One of the most senior schools officials in Brighton and Hove, Gil Sweetenham, is to retire in a fortnight’s time.
Mr Sweetenham, the strategic commissioner for planning and contracts, will leave on Friday 19 April after more than seven years with Brighton and Hove City Council.
His boss, Jo Lyons, the lead commissioner for learning and partnership, has written to schools across the area about Mr Sweetenham’s retirement.

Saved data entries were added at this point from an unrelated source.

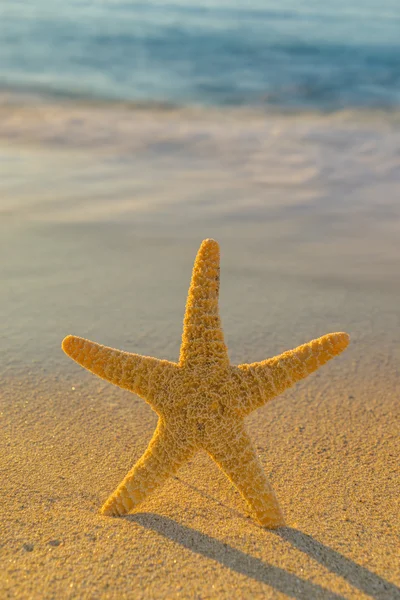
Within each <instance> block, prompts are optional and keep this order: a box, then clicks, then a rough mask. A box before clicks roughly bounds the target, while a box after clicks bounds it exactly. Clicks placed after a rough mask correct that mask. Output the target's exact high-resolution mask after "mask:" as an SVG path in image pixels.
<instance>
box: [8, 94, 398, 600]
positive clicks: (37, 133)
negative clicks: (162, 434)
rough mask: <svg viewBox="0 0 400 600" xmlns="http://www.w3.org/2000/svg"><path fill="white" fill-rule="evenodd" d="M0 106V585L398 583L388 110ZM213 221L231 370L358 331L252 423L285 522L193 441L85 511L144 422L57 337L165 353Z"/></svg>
mask: <svg viewBox="0 0 400 600" xmlns="http://www.w3.org/2000/svg"><path fill="white" fill-rule="evenodd" d="M11 106H12V107H11ZM0 111H1V119H0V165H1V170H2V176H1V180H0V249H1V251H0V256H1V260H0V271H1V272H0V276H1V287H0V315H1V318H0V419H1V420H0V427H1V435H0V472H1V497H0V560H1V566H2V569H1V573H0V597H1V598H31V599H36V598H37V599H39V598H40V599H50V598H54V599H57V600H58V599H63V598H71V599H72V598H77V599H86V598H87V599H92V598H93V599H94V598H110V599H111V598H115V599H117V598H118V599H119V598H135V599H137V598H138V599H139V598H143V599H151V598H166V599H167V598H168V599H171V598H190V599H192V598H193V599H194V598H196V599H201V600H203V599H206V598H212V599H214V598H227V599H228V598H229V599H230V598H296V599H305V600H309V599H313V598H321V599H334V598H335V599H338V598H346V599H353V598H354V599H355V598H376V599H379V600H393V599H396V598H400V589H399V587H398V586H399V585H400V569H399V563H400V553H399V546H400V544H399V534H400V531H399V529H400V523H399V492H400V483H399V482H400V479H399V472H398V471H399V469H398V418H399V416H400V415H399V412H400V409H399V394H400V378H399V364H400V344H399V339H400V335H399V332H400V305H399V297H400V295H399V294H400V280H399V272H400V203H399V200H398V198H399V183H400V169H399V167H400V158H399V157H400V124H399V119H398V117H397V116H396V114H381V113H378V112H376V113H362V112H358V113H357V114H353V113H351V112H342V113H335V114H325V115H322V114H312V113H309V114H306V113H305V114H303V115H297V116H296V115H262V114H259V113H256V112H252V111H250V110H240V109H238V110H232V111H223V112H219V111H218V110H217V109H215V110H214V109H210V110H201V109H191V110H189V109H187V110H172V109H171V110H161V109H160V110H155V109H154V110H146V109H144V108H143V109H140V108H135V109H133V108H132V107H128V106H124V105H120V106H117V107H114V108H113V110H112V111H111V110H110V109H108V108H107V107H104V106H102V105H101V103H94V104H92V105H90V106H89V105H85V104H82V105H77V104H71V105H70V104H68V103H66V104H62V103H58V104H52V103H51V102H45V101H43V102H42V103H40V102H38V103H35V104H30V103H26V104H24V103H20V104H18V103H16V102H15V100H14V99H13V101H12V102H7V101H6V100H5V99H4V98H3V101H2V103H1V106H0ZM208 237H213V238H215V239H217V240H218V241H219V243H220V246H221V301H220V308H221V315H222V322H223V325H224V331H225V339H226V342H227V344H228V348H229V352H230V358H231V362H232V363H233V364H239V363H243V362H254V361H257V360H262V359H264V358H267V357H270V356H274V355H276V354H278V353H281V352H283V351H284V350H286V349H290V348H293V347H295V346H297V345H299V344H301V343H304V342H306V341H309V340H311V339H313V338H316V337H319V336H320V335H323V334H325V333H329V332H332V331H347V332H348V333H349V334H350V336H351V343H350V347H349V348H348V349H347V350H346V352H345V353H344V354H343V355H341V356H340V357H337V358H335V359H334V360H333V361H332V362H330V363H329V364H328V365H326V366H324V367H323V368H322V369H320V370H319V371H318V372H317V373H316V374H314V375H312V376H310V377H309V378H307V379H306V380H305V381H303V382H302V383H300V384H297V386H295V387H294V388H292V389H291V390H288V391H287V392H286V393H285V394H284V395H282V396H281V397H278V398H276V399H274V400H273V401H271V402H270V403H269V404H268V405H267V406H265V407H264V408H262V409H260V410H259V411H257V412H256V413H253V414H252V415H251V416H250V417H249V418H248V421H247V427H248V431H249V433H250V435H251V437H252V439H253V441H254V444H255V446H256V448H257V452H258V454H259V456H260V460H261V462H262V464H263V467H264V469H265V472H266V473H267V475H268V477H269V479H270V481H271V483H272V484H273V486H274V489H275V490H276V493H277V496H278V498H279V501H280V503H281V505H282V507H283V510H284V514H285V518H286V522H287V527H285V528H282V529H280V530H277V531H268V530H265V529H263V528H262V527H260V526H259V525H257V523H256V522H255V521H254V520H253V519H252V518H251V517H250V516H249V513H248V512H247V508H246V506H245V504H244V502H243V500H242V498H241V497H240V495H239V493H238V492H237V491H236V490H235V489H234V488H233V486H232V485H231V484H230V483H229V482H228V480H227V479H226V478H225V476H224V475H223V473H222V472H221V471H219V470H218V468H217V467H216V465H215V464H214V463H213V462H212V461H211V460H210V459H209V458H208V457H207V456H206V455H202V454H199V455H197V456H196V457H195V458H194V459H193V460H191V461H190V462H189V463H188V464H187V465H185V466H184V467H183V468H182V469H181V470H180V471H179V472H178V474H177V476H176V477H174V478H172V479H171V480H170V481H169V482H167V483H166V484H165V485H164V486H163V487H162V488H160V489H159V490H158V491H157V493H155V494H154V495H153V496H152V497H151V498H150V499H149V500H148V501H146V502H145V503H144V504H143V505H142V506H141V507H140V510H139V511H138V512H137V513H136V514H133V515H130V516H127V517H126V518H120V519H113V518H107V517H103V516H101V515H100V514H99V509H100V507H101V505H102V504H103V502H104V500H105V499H106V498H107V497H108V496H109V494H110V493H111V492H112V491H113V490H114V489H115V487H116V486H117V485H118V483H119V482H120V481H121V480H122V478H123V477H124V476H125V474H126V473H127V471H128V470H129V469H130V468H131V466H132V465H133V463H134V462H136V460H137V459H138V458H139V457H140V455H141V454H142V453H143V451H144V450H145V448H146V445H147V443H148V441H149V440H150V437H151V435H152V433H153V430H154V428H155V425H156V421H157V417H156V415H155V414H154V413H153V412H152V411H151V409H150V408H149V407H148V405H146V404H145V402H144V401H143V400H141V399H139V398H138V397H136V396H134V395H132V394H130V393H128V392H125V391H122V390H119V389H118V388H115V387H114V386H112V385H110V384H107V383H105V382H103V381H102V380H100V379H98V378H96V377H95V376H93V375H91V374H89V373H87V372H85V371H84V370H83V369H81V368H80V367H78V366H77V365H76V364H74V363H73V362H72V361H71V360H69V359H68V358H67V357H66V356H65V355H64V354H63V353H62V351H61V341H62V339H63V338H64V337H65V336H66V335H67V334H75V335H79V336H82V337H87V338H89V339H92V340H94V341H97V342H100V343H102V344H106V345H109V346H113V347H117V348H120V349H123V350H127V351H132V352H137V353H140V354H147V355H152V356H157V357H159V358H166V359H169V360H177V358H178V353H179V345H180V336H181V328H182V319H183V313H184V307H185V301H186V293H187V289H188V286H189V281H190V275H191V268H192V264H193V260H194V258H195V255H196V252H197V249H198V247H199V245H200V243H201V241H202V239H204V238H208Z"/></svg>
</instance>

She said: “Gil has made such a significant and positive contribution to education and children’s services in the city over the past seven years.
“I am sure you will join me over the next few weeks in saying goodbye and thank you and in wishing him a very happy and long retirement.
“I will be in touch after Easter to outline the proposals regarding reshaping of my managers team to respond to Gil’s departure.”
Mr Sweetenham, 59, leaves as new chief executive Penny Thompson reshapes the council’s most senior managers.
He will also step down as a governor at the Portslade Aldridge Community Academy (PACA).
He plans to spend his retirement with his family – he has a son, daughter and granddaughter – gardening at his home in Crowborough family and working as an interim head teacher.
Before joining the council Mr Sweetenham held three headships in Kent.
He worked on schools reorganisation in Brighton and Hove, running the central area trust under former education director David Hawker.
And more recently he has headed the Schools Futures Team, trying to find places for the growing school-age population.
He said: “I have really enjoyed it. It was the best career move I ever made coming to Brighton and Hove. It’s a fantastic place to work.
“Leading the Schools Futures Team was the most exciting period of my working life. It had some of the most consummate professionals I’ve ever worked with.”
He praised the unsung achievements of many of his colleagues in a changing political landscape at both national and local levels.
His biographical details on the PACA website say: “I went initially to university to study astrophysics and had a vague idea of becoming an astronaut.
“But with the demise of the British space programme I decided to pursue a teaching career.
“My first degree was in mathematics and education and this was followed by other qualifications culminating in my MA (Ed) towards the end of the last century.
“I entered teaching in 1978 and became a deputy head teacher three years later.
“My teaching encompassed infant, junior, secondary and adult work. I worked in schools, colleges, libraries and prisons.
“I then held three headships over a period of 18 years before being seconded to Kent LEA (local education authority) as a district development officer focusing on inclusion and collaborative work between schools.
“Following this career change I became an assistant director for Brighton and Hove.
“I have been a school governor at a primary and a secondary school and also at a therapeutic residential centre.
“My passion for education is driven by my belief in successful inclusion and equity and a belief that schools and those who work in them are too often undervalued.
“My experience has shown that true collaborative and inclusive work with children, young people and their families gives them the most important requirement of self-confidence without which education can be of little value.”